Todos aqueles que dirigem automóvel na cidade de São Paulo vem se defrontando com contínuos aumentos de congestionamentos e de tempos de viagem em seus deslocamentos. Provavelmente esses motoristas já terão se perguntado: “por que isso está ocorrendo”? e “o que dá prá fazer para resolver esse problema”?
A resposta à primeira pergunta é curta: décadas de omissão e descaso da sociedade e dos governantes, com o planejamento urbano e suas interfaces com o transporte e o trânsito.
Assim, São Paulo transformou-se na cidade “onde se ganha dinheiro, mas não se vive”. A cidade do vale-tudo, onde o aeroporto de Congonhas é o exemplo mais emblemático.
O automóvel tornou-se um bem de consumo durável acessível à grande parcela da população. Taxas de motorização (número de autos por habitante) aproximaram-se das dos países desenvolvidos, sem dispor dos mesmos serviços e infra-estrutura. A mudança da estrutura econômica da cidade (de industrial para serviços) e do mercado de trabalho (com terceirização e informalidade) engendrou uma multiplicidade de locais de interesse e a necessidade de um maior número de deslocamentos, em grande parte viabilizados pelo automóvel, dada a precariedade dos serviços de transporte público, com exceção do metrô.
Esta é a cidade que construímos. Apesar da sua grandeza, vantagens e facilidades, transforma-se, a cada dia que passa, num ambiente mais conturbado e hostil.
Quanto à segunda pergunta: e “o que dá prá fazer para resolver este problema”?
No curto prazo, muito pouco. As alternativas disponíveis são restritas e amargas: ampliar o rodízio municipal de veículos para o dia inteiro (ao invés das atuais 6 horas) ou, ainda mais drástico, ampliar de dois para quatro os finais de placa proibidos de circular num dia útil.
Há, ainda, o pedágio urbano (pagar para circular em determinada área da cidade em determinado horário). Trata-se de mais uma alternativa de alcance limitado, dado que impacta menos aos usuários de maior renda, que são aqueles que realizam maior número de deslocamentos.
Não há dúvida que a melhor opção possível para a cidade é o investimento contínuo e crescente no desenvolvimento do transporte público.
Nos últimos dez anos, o Governo do Estado e mais recentemente a Prefeitura do Município passaram a investir consistentemente no setor, tendo, através do Bilhete Único, ampliado o acesso das pessoas aos serviços e criado um sistema intermodal verdadeiramente integrado. A construção da Linha 4 do Metrô e expansão das Linhas 2 e 5, a reforma e modernização do sistema de trens da CPTM e a implantação de novos corredores estruturais da EMTU e SPTRANS farão sentir seus efeitos nos próximos anos, provavelmente após 2010, permitindo que as condições de circulação na cidade deixem de deteriorar-se e, eventualmente, melhorem.

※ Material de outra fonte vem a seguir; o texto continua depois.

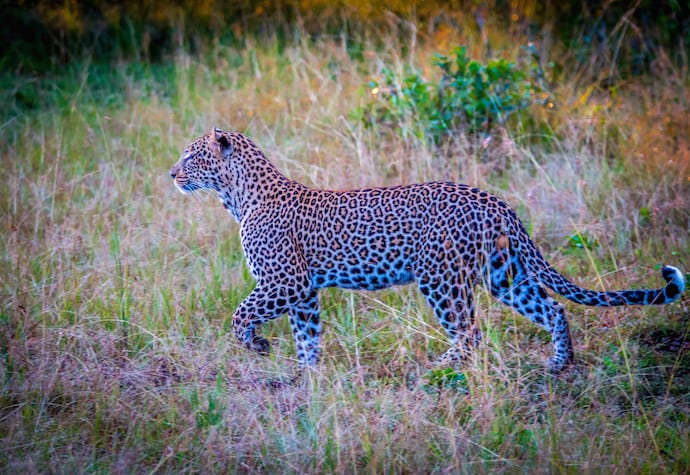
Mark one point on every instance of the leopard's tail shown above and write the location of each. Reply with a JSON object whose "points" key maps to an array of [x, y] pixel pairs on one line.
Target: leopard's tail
{"points": [[675, 285]]}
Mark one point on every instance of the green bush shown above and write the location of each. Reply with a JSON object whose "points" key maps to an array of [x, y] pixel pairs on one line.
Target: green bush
{"points": [[471, 97]]}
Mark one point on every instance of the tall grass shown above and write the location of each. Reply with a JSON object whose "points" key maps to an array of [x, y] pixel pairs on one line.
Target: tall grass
{"points": [[116, 352]]}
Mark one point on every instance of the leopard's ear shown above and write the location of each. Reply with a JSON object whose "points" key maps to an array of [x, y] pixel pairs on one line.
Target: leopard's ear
{"points": [[223, 142]]}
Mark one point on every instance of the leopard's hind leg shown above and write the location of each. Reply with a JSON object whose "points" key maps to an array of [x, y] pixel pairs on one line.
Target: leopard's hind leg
{"points": [[512, 284]]}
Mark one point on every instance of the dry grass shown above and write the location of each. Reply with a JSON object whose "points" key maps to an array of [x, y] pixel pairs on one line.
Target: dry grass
{"points": [[116, 353]]}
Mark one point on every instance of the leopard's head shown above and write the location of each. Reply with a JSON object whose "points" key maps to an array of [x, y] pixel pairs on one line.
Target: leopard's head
{"points": [[204, 163]]}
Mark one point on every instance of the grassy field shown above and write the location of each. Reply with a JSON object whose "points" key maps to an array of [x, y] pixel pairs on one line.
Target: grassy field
{"points": [[116, 352]]}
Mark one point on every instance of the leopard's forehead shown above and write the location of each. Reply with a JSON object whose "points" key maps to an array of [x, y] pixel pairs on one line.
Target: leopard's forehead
{"points": [[199, 143]]}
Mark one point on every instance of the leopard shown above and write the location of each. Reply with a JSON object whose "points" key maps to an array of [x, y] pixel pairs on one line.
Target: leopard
{"points": [[446, 237]]}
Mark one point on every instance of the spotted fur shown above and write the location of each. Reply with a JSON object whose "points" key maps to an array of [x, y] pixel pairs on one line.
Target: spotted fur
{"points": [[446, 237]]}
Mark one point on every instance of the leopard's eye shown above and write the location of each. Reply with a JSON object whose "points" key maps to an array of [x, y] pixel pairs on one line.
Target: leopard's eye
{"points": [[187, 158]]}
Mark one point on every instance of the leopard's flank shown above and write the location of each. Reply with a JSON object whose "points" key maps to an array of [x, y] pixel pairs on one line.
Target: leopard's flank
{"points": [[446, 237]]}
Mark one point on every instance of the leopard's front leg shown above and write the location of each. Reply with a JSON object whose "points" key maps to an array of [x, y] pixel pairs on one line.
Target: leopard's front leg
{"points": [[260, 306]]}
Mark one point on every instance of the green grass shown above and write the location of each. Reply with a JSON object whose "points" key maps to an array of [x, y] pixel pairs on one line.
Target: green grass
{"points": [[116, 352]]}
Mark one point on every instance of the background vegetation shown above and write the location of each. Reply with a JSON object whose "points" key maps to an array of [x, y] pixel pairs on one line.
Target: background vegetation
{"points": [[116, 353]]}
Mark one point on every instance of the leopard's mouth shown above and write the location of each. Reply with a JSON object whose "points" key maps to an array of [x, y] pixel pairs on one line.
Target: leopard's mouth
{"points": [[186, 186]]}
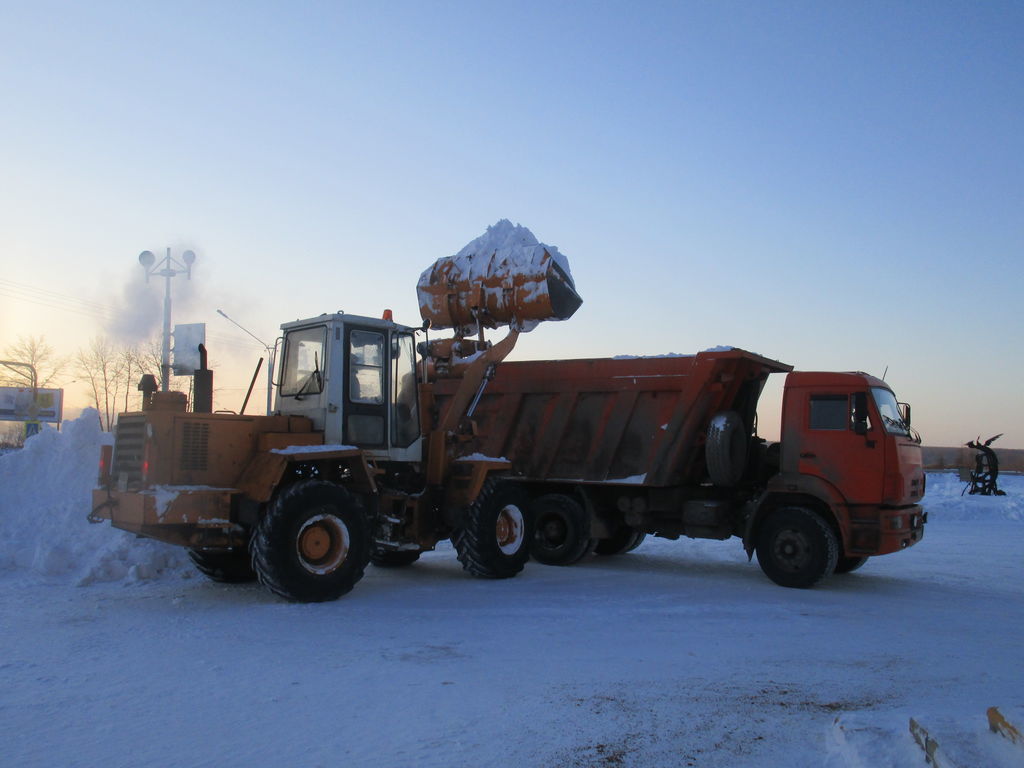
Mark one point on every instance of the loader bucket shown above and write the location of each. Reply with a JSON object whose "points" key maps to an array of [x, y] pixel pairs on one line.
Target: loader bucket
{"points": [[518, 289]]}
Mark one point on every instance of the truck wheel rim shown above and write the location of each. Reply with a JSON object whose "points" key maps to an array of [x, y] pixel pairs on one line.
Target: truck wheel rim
{"points": [[323, 544], [510, 529], [792, 550], [553, 531]]}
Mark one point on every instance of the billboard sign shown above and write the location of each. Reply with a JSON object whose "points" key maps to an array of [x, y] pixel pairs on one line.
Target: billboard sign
{"points": [[187, 337], [17, 403]]}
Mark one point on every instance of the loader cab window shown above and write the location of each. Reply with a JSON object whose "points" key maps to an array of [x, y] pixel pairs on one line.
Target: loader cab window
{"points": [[404, 411], [303, 370], [366, 410], [366, 368]]}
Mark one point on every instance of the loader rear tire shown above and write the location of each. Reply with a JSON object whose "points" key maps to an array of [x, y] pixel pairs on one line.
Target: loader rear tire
{"points": [[796, 548], [495, 541], [313, 543], [725, 451], [562, 536], [623, 541], [224, 566], [385, 558]]}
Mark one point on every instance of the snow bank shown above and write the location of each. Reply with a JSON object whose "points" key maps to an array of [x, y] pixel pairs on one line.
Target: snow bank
{"points": [[45, 495], [945, 500]]}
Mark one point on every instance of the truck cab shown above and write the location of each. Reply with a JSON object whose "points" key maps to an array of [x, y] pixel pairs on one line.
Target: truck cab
{"points": [[355, 379], [847, 440]]}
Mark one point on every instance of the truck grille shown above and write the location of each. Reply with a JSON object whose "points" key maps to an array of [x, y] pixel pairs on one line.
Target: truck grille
{"points": [[129, 446], [195, 445]]}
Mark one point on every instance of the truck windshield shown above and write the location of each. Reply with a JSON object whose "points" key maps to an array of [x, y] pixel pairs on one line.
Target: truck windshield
{"points": [[889, 410], [303, 369]]}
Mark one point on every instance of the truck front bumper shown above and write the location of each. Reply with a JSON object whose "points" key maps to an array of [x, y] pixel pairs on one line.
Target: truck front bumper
{"points": [[882, 530]]}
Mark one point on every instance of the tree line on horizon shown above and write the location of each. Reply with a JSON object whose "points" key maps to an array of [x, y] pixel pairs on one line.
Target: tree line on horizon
{"points": [[110, 371]]}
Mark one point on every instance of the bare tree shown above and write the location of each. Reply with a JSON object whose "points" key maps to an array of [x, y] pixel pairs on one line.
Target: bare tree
{"points": [[34, 351], [101, 366]]}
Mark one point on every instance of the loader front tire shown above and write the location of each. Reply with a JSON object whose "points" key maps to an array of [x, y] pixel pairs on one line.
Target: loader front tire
{"points": [[495, 541], [562, 536], [224, 566], [313, 543], [796, 548]]}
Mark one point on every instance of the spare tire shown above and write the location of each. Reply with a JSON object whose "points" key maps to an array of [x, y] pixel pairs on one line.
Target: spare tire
{"points": [[725, 451]]}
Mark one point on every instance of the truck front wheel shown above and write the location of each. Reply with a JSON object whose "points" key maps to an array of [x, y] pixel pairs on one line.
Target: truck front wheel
{"points": [[796, 548], [495, 541], [562, 530], [312, 544]]}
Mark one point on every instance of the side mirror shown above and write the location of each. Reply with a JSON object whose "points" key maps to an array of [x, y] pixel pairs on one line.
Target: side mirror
{"points": [[860, 413]]}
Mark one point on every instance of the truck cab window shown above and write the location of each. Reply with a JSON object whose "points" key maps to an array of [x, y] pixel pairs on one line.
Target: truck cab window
{"points": [[366, 368], [889, 410], [303, 370], [829, 412]]}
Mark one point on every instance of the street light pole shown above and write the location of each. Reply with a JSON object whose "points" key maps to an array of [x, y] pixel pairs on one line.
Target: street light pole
{"points": [[271, 353], [167, 267]]}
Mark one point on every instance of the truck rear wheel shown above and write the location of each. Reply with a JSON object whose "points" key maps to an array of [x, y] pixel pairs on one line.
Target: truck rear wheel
{"points": [[625, 540], [224, 566], [725, 452], [312, 544], [796, 548], [495, 541], [386, 558], [562, 536]]}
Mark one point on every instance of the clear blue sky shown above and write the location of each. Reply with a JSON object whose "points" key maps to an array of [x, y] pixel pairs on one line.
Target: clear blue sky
{"points": [[837, 185]]}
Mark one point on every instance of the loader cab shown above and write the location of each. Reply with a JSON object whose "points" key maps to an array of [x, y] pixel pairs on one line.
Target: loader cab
{"points": [[355, 379]]}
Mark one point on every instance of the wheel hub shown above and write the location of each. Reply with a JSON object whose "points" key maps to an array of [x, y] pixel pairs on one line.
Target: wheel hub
{"points": [[323, 544], [792, 550], [510, 529]]}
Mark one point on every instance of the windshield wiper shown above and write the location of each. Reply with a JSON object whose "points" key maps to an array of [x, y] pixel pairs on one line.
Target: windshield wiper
{"points": [[314, 376]]}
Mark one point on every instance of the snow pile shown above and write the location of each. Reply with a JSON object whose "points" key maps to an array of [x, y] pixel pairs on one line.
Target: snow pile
{"points": [[45, 495], [504, 276], [512, 243], [945, 499]]}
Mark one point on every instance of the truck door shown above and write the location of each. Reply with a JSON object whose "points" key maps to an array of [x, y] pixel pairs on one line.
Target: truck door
{"points": [[832, 449], [366, 385]]}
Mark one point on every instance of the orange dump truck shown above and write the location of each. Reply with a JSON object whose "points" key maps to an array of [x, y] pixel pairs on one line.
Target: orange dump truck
{"points": [[382, 443], [611, 450]]}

Isso, no entanto, por sí só não será suficiente. Há que, antes de tudo, mudar comportamentos. Não é possível continuar a queimar combustíveis (escassos e caros) em infindáveis congestionamentos e ainda emitir toneladas de poluentes nem ter 1,2 ocupante por automóvel em circulação na cidade ou construir grandes equipamentos urbanos (estádios, universidades, hipermercados) que não sejam acessíveis por transporte público.

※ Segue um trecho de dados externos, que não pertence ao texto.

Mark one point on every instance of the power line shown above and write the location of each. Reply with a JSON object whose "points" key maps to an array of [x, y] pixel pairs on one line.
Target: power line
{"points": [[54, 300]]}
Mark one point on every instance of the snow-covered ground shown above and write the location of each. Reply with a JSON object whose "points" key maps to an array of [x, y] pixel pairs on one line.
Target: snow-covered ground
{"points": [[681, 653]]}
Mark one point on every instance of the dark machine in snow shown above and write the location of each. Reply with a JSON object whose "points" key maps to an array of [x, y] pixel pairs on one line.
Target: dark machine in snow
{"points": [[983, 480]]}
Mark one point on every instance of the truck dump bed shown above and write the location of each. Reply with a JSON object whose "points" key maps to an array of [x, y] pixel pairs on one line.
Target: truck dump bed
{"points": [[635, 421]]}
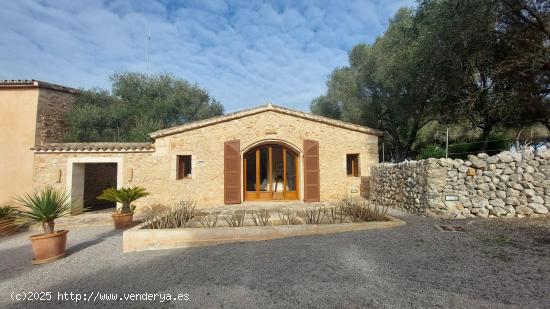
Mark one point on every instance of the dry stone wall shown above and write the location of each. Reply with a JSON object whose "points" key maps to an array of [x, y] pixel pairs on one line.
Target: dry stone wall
{"points": [[504, 185]]}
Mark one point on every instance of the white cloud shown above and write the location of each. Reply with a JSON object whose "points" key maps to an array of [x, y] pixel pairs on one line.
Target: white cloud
{"points": [[245, 53]]}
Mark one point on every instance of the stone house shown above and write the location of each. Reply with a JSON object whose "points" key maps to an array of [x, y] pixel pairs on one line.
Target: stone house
{"points": [[32, 113], [265, 153]]}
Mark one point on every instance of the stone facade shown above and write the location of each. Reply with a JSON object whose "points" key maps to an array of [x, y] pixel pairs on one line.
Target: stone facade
{"points": [[504, 185], [32, 114], [155, 168], [51, 124]]}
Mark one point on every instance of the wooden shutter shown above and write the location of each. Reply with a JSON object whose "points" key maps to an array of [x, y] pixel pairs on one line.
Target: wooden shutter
{"points": [[232, 172], [312, 187]]}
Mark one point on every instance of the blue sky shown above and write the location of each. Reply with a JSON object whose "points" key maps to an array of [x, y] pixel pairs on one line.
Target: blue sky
{"points": [[245, 53]]}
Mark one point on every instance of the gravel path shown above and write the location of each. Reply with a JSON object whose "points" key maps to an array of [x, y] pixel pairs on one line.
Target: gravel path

É necessário “domesticar” o uso do automóvel e seu usuário. É necessário que as pessoas se convençam ou sejam convencidas a trocar o automóvel pelo transporte público de qualidade e que assim possam contribuir, diretamente, para a construção de um novo projeto de cidade.
Jaime Waisman é professor da Escola Politécnica da USP e diretor da Sistran Engenharia.